Friday, February 24, 2006

 

Discovery Institute Dumbs Down Holt Biology Text

"High school biology students in Broward County will use a textbook next year that watered-down passages about Charles Darwin and evolution theory," according to Chris Kahn of the Sun Sentinel.

"Science teachers picked Florida Holt Biology this month in a countywide vote, favoring it over another book that discussed the controversial idea of intelligent design...

It gets worse...

But publisher Holt, Rinehart and Winston did edit several sections at the request of the Discovery Institute, a Seattle think tank that has peddled intelligent design around the country for years.

The group has made a point of attacking "gaps" in Darwin's theory, lobbying textbook companies to give equal time to experiments that suggest species don't change over time as he predicted.

It focused on Holt's biology book in 2003 when the publisher tried to get it approved for Texas schools. The publisher agreed to make numerous changes, which in some cases were simple clarifications about historical experiments.

But Holt also added one section that introduced students to the "Cambrian explosion," a period in early earth's history that suggests species aren't the result of gradual change over time, as Darwin thought.

"That was a key change," Discovery Institute spokesman John West said. "We want to keep the textbooks honest."

The Texas edits now have wound up in Holt textbooks for other states, including Florida.


RSR would like to know exactly how the Holt textbook introduces students to the Cambrian Explosion -- does it, for example, lapse into discredited ID pseudoscience in this area. Does the textbook, in fact, teach intelligent design under the guise of "teaching the controversy?"

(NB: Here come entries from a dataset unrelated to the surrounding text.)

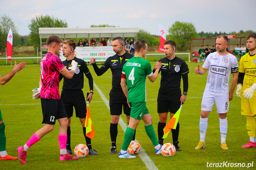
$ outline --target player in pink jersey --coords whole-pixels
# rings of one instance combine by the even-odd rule
[[[74,61],[72,61],[71,70],[69,71],[56,55],[60,49],[62,41],[56,35],[50,36],[46,41],[47,53],[41,61],[41,76],[39,83],[39,85],[42,85],[40,97],[43,112],[42,123],[45,124],[33,135],[23,146],[17,149],[20,161],[24,164],[26,163],[25,159],[28,149],[53,129],[56,119],[60,124],[58,136],[61,153],[60,161],[75,160],[79,158],[67,153],[67,128],[69,122],[59,91],[60,73],[68,79],[71,78],[77,69],[77,63],[74,62]]]

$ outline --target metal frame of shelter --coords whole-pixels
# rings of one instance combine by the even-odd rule
[[[198,38],[197,39],[192,39],[191,40],[191,61],[193,62],[193,53],[194,51],[198,51],[199,49],[201,48],[201,46],[203,46],[204,48],[205,48],[206,45],[209,45],[210,48],[212,48],[212,46],[214,46],[216,48],[215,45],[215,41],[217,38]],[[237,44],[239,44],[240,47],[242,46],[242,44],[246,45],[246,39],[245,37],[236,37],[233,38],[228,38],[228,48],[229,51],[233,50],[236,47]]]
[[[90,38],[101,38],[116,37],[134,37],[137,41],[139,29],[138,27],[93,27],[90,28],[39,28],[41,58],[42,58],[42,38],[47,38],[51,35],[55,35],[66,40],[71,38],[88,38],[89,43]]]

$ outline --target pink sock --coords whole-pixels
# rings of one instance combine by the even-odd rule
[[[41,139],[41,138],[37,136],[37,135],[35,133],[33,134],[29,140],[27,142],[26,144],[28,145],[29,148],[30,148],[33,145],[38,142]]]
[[[68,138],[67,135],[66,134],[61,134],[58,135],[58,137],[60,144],[60,149],[66,149],[67,139]]]

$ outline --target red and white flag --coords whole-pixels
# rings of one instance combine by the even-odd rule
[[[161,24],[158,25],[159,28],[159,38],[160,38],[160,45],[158,49],[158,51],[164,52],[163,44],[166,41],[166,34],[165,34],[165,30],[163,26]]]
[[[7,36],[7,57],[8,60],[12,61],[12,31],[10,28],[8,36]]]

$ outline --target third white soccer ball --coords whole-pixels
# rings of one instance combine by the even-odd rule
[[[84,144],[77,145],[74,150],[74,153],[79,158],[84,158],[88,154],[89,149],[87,146]]]
[[[127,149],[128,153],[131,155],[137,154],[140,150],[140,145],[136,141],[132,140]]]
[[[165,143],[161,149],[161,153],[164,156],[173,156],[176,152],[175,147],[170,143]]]

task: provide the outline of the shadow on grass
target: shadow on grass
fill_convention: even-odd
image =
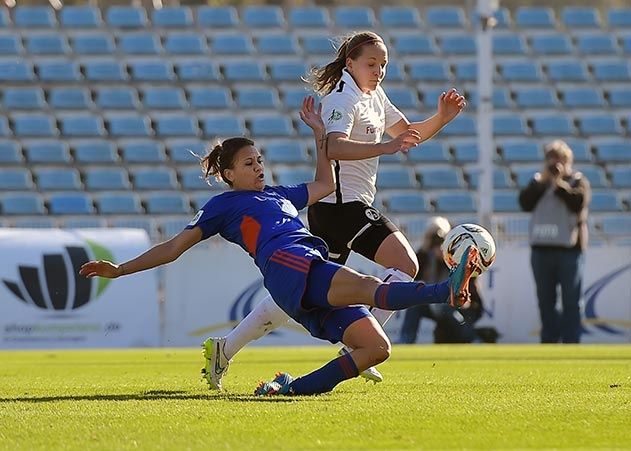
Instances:
[[[94,395],[63,395],[63,396],[21,396],[17,398],[0,398],[0,403],[24,402],[46,403],[63,401],[165,401],[165,400],[200,400],[200,401],[228,401],[228,402],[295,402],[301,397],[261,397],[254,395],[230,393],[188,393],[182,390],[151,390],[129,394],[94,394]]]

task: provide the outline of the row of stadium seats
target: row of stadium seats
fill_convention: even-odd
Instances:
[[[168,7],[151,12],[149,20],[143,8],[112,6],[105,12],[105,23],[101,11],[89,6],[66,6],[58,14],[52,8],[19,6],[14,8],[12,20],[8,10],[0,9],[0,27],[13,23],[25,28],[226,28],[245,26],[249,28],[374,28],[376,26],[397,28],[419,28],[424,24],[432,28],[463,28],[469,20],[465,11],[458,6],[430,6],[421,18],[420,11],[406,6],[385,6],[377,14],[368,7],[339,6],[327,10],[324,7],[293,7],[287,19],[279,6],[245,6],[239,15],[232,6],[198,8]],[[332,17],[331,17],[332,16]],[[495,15],[499,27],[512,25],[510,12],[500,8]],[[601,28],[604,26],[600,13],[591,7],[565,7],[561,11],[561,24],[568,29]],[[471,18],[471,23],[475,18]],[[519,7],[515,12],[515,26],[520,28],[554,29],[557,20],[554,10],[546,7]],[[631,9],[607,11],[609,27],[631,27]]]
[[[399,55],[421,56],[475,56],[476,38],[471,34],[449,34],[440,37],[418,33],[390,32],[383,36],[389,48]],[[389,39],[390,38],[390,39]],[[117,37],[106,32],[79,33],[70,39],[58,33],[0,34],[0,55],[331,55],[331,38],[321,35],[296,36],[274,33],[251,36],[242,33],[222,33],[207,37],[194,32],[170,32],[161,39],[151,32],[134,32]],[[388,42],[390,41],[390,42]],[[536,56],[558,55],[622,55],[631,54],[631,34],[615,35],[598,32],[581,34],[574,39],[562,33],[525,36],[517,33],[499,33],[493,36],[496,55]]]

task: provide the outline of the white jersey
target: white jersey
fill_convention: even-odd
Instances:
[[[346,71],[333,91],[322,99],[322,120],[326,133],[344,133],[349,139],[379,143],[386,129],[405,116],[390,102],[381,86],[369,94],[362,92]],[[360,200],[372,205],[379,157],[334,161],[336,189],[322,202]]]

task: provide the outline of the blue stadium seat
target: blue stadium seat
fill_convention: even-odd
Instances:
[[[197,117],[184,113],[161,114],[154,116],[158,136],[197,136]]]
[[[294,129],[291,120],[284,115],[268,114],[250,118],[250,131],[254,137],[291,136]]]
[[[465,17],[459,6],[430,6],[426,10],[427,25],[434,28],[464,28]]]
[[[106,117],[111,136],[151,136],[149,118],[135,113],[110,114]]]
[[[527,52],[526,39],[519,34],[493,33],[493,54],[495,55],[525,55]]]
[[[561,90],[563,104],[567,108],[605,108],[602,91],[591,87],[570,87]]]
[[[37,168],[37,187],[40,191],[80,190],[79,171],[72,168]]]
[[[300,60],[271,61],[269,72],[274,81],[298,81],[307,76],[309,67]]]
[[[297,55],[298,41],[285,33],[266,34],[259,36],[257,48],[260,55]]]
[[[142,214],[140,197],[136,193],[100,193],[95,196],[95,201],[102,215]]]
[[[581,34],[577,36],[576,47],[582,55],[615,55],[618,44],[611,34]]]
[[[445,55],[475,55],[475,37],[470,34],[444,35],[441,48]]]
[[[13,116],[16,136],[57,136],[55,120],[47,114],[33,113]]]
[[[118,48],[127,55],[157,55],[160,53],[160,39],[144,31],[128,33],[119,38]]]
[[[49,211],[53,215],[93,214],[92,199],[86,193],[54,193],[48,197]]]
[[[0,165],[23,162],[22,147],[17,141],[0,141]]]
[[[333,40],[327,36],[303,36],[302,47],[308,55],[332,55]]]
[[[110,140],[83,140],[73,142],[70,146],[74,150],[75,161],[79,164],[118,163],[116,147]]]
[[[191,212],[188,198],[180,193],[151,193],[144,196],[149,214],[185,214]]]
[[[568,30],[576,28],[600,28],[598,10],[590,7],[566,6],[561,12],[561,22]]]
[[[592,201],[589,204],[589,211],[622,211],[622,202],[615,192],[592,191]]]
[[[175,79],[170,61],[160,59],[131,61],[129,67],[132,78],[137,81],[172,81]]]
[[[297,185],[312,181],[313,172],[314,168],[305,166],[276,167],[274,178],[277,185]]]
[[[392,213],[428,213],[429,202],[418,192],[394,193],[387,199],[388,211]]]
[[[579,129],[585,136],[622,135],[622,127],[618,119],[610,114],[593,114],[579,118]]]
[[[551,81],[587,81],[587,68],[582,61],[550,61],[547,66]]]
[[[270,141],[264,147],[265,161],[270,163],[309,163],[307,146],[295,140]]]
[[[150,139],[135,139],[119,143],[126,163],[164,163],[167,160],[164,145]]]
[[[32,81],[33,66],[25,61],[0,61],[0,81]]]
[[[70,52],[68,41],[61,34],[30,34],[25,40],[26,51],[32,55],[65,55]]]
[[[13,12],[13,23],[24,28],[55,28],[55,10],[48,6],[17,6]]]
[[[426,166],[417,169],[417,174],[421,178],[421,186],[423,188],[464,188],[464,178],[462,176],[462,172],[458,168],[451,166]]]
[[[340,28],[373,28],[376,25],[372,8],[338,6],[333,13],[335,25]]]
[[[263,81],[267,78],[265,68],[257,61],[232,61],[223,66],[227,81]]]
[[[224,87],[189,87],[191,106],[203,109],[225,109],[232,107],[232,95]]]
[[[420,28],[422,25],[418,9],[409,6],[383,6],[379,21],[382,27],[392,29]]]
[[[0,168],[0,189],[6,191],[33,189],[31,172],[24,168]]]
[[[175,68],[180,81],[217,81],[219,69],[207,59],[176,61]]]
[[[556,108],[559,106],[556,91],[550,88],[517,88],[515,102],[518,108]]]
[[[320,6],[294,6],[289,11],[289,24],[294,29],[326,28],[329,23],[328,11]]]
[[[445,61],[419,61],[409,64],[408,73],[413,81],[451,81],[451,73]]]
[[[604,163],[631,163],[631,147],[628,140],[616,139],[594,143],[598,161]]]
[[[90,191],[130,190],[127,171],[120,167],[95,167],[85,170],[85,187]]]
[[[418,182],[411,168],[401,165],[379,166],[377,171],[378,189],[407,189],[418,187]]]
[[[593,66],[597,81],[631,81],[631,66],[628,61],[595,61]]]
[[[394,49],[399,55],[438,55],[433,36],[409,33],[393,36]]]
[[[22,53],[22,39],[19,36],[13,34],[0,35],[0,55],[19,55],[20,53]]]
[[[3,106],[7,111],[42,110],[46,107],[44,91],[39,87],[4,89]]]
[[[185,6],[154,9],[151,23],[158,28],[192,28],[193,13]]]
[[[112,28],[147,28],[147,11],[133,6],[110,6],[105,15]]]
[[[546,33],[530,38],[532,50],[537,55],[570,55],[572,41],[565,33]]]
[[[499,143],[499,148],[507,163],[543,161],[543,152],[535,141],[505,141]]]
[[[502,78],[508,82],[537,82],[543,80],[541,66],[534,61],[506,61],[499,64]]]
[[[186,96],[180,88],[149,86],[143,89],[142,103],[148,110],[185,109]]]
[[[236,101],[241,109],[280,109],[281,107],[278,93],[268,87],[238,88],[236,89]]]
[[[279,6],[245,6],[241,14],[243,23],[248,28],[276,28],[285,25],[283,10]]]
[[[202,116],[202,127],[206,137],[222,137],[245,135],[243,119],[235,115]]]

The Texas edition has already been around for awhile. But, following Dover and Ohio, the political context has changed. Do these revisions open up Broward County schools to a suit? We don't know, but we'd certainly like to hear what supporters of science education in Florida or Texas think.

Do any RSR readers have access to the textbook in question? We'd like to see citations from the text, if readers have access to them.